Phaedra: Learning High-Fidelity Discrete Tokenization for the Physical Sciences

Lingsch, Levi; Kissas, Georgios; Jakubik, Johannes; Mishra, Siddhartha

Phaedra: Learning High-Fidelity Discrete Tokenization for the Physical Sciences

Levi Lingsch^1,2,3, Georgios Kissas⁴, Johannes Jakubik², Siddhartha Mishra^1,3

¹ETH AI Center, ²IBM Research Europe, ³ SAM ETH Zurich, ⁴SDSC

Disentangled Latent Control: Phaedra factorizes fields into independent $z_\mu$ (Morphology) and $z_\alpha$ (Amplitude) tokens. By combining, for example, the local vortices from Sample B ($z_{\mu,B}$) with the global magnitude profile of Sample A ($z_{\alpha,A}$), the reconstruction maintains the fine-scale turbulent structure of one while strictly obeying the physical dynamic range of the other.

Abstract

Tokens are discrete representations that allow modern deep learning to scale by transforming high-dimensional data into sequences that can be efficiently learned. As existing tokenizers are designed for realistic visual perception, we investigate whether these are optimal for scientific images, which exhibit a large dynamic range and require token embeddings to retain physical properties. We propose Phaedra, inspired by classical shape-gain quantization and proper orthogonal decomposition. We demonstrate that Phaedra consistently improves reconstruction across a range of PDE datasets and shows strong out-of-distribution generalization to unknown PDEs and real-world Earth observation data.

Phaedra consistently improves reconstruction across PDE datasets, capturing fine details and precise magnitudes critical for scientific simulation.
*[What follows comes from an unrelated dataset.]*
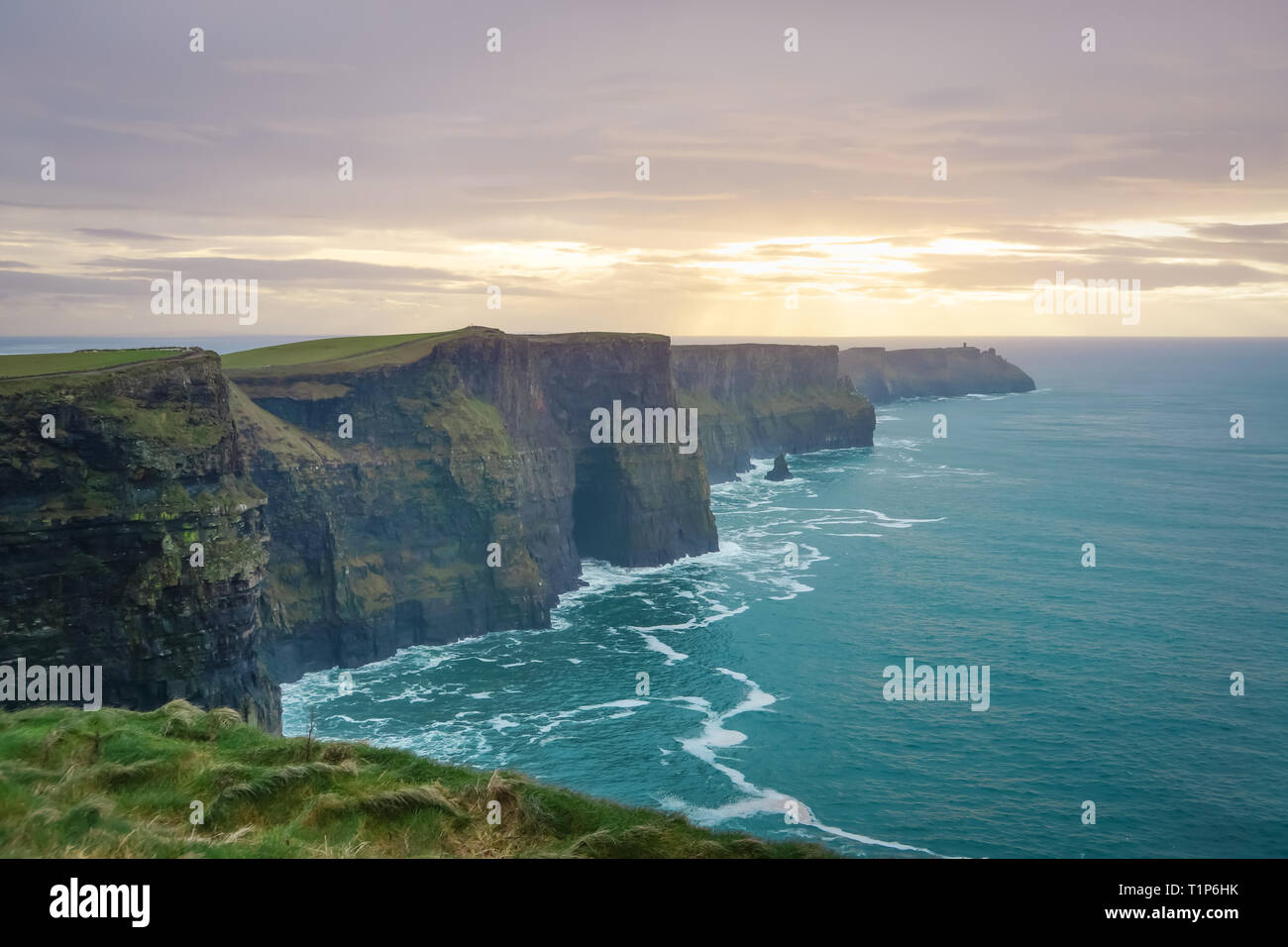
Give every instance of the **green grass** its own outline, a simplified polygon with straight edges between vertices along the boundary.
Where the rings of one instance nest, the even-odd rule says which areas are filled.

This is achieved by splitting the embeddings into shape and gain components, allowing for high-fidelity tokenization that retains physical properties, even in out-of-distribution scenarios.
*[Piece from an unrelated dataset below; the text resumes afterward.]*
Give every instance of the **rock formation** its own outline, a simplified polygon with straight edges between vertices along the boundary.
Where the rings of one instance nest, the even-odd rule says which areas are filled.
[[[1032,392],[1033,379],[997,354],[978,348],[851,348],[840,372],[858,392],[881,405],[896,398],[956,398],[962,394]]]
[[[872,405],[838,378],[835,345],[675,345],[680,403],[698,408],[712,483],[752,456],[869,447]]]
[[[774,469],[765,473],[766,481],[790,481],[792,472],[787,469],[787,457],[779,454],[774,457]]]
Data distributions after normalization. Natural images have a fixed range and uniform distribution, even after normalization. Physical datasets, however, have a much larger range of values with outliers far outside the nominal range.

Methodology

Phaedra leverages a disentangled hierarchical representation inspired by shape-gain quantization. The tokenizer factorizes latent embeddings into two distinct components: morphology ($z_\mu$), which captures spatial structures and topological features via Finite Scalar Quantization (FSQ), and amplitude ($z_\alpha$), which preserves the dynamic range and physical magnitudes. By incorporating an approximately continuous channel for amplitude, Phaedra avoids the precision loss common in standard discrete codebooks. This architecture effectively mirrors Proper Orthogonal Decomposition (POD) by separating spatial modes from their scalar coefficients, ensuring that physical properties such as conservation laws and sharp gradients are maintained even at high compression ratios.

The Phaedra pipeline uses a single encoder to compute two sets of embeddings; the shape embeddings are quantized using sparse, high-dimensional FSQ to capture spatial structures, while the gain embeddings are passed through a dense, 1-dimensional quantizer which approximates a continuous channel, preserving physical magnitudes. Following quantization, a learned recombination operator combines these two embeddings and passes them to the decoder for the final recosntruction.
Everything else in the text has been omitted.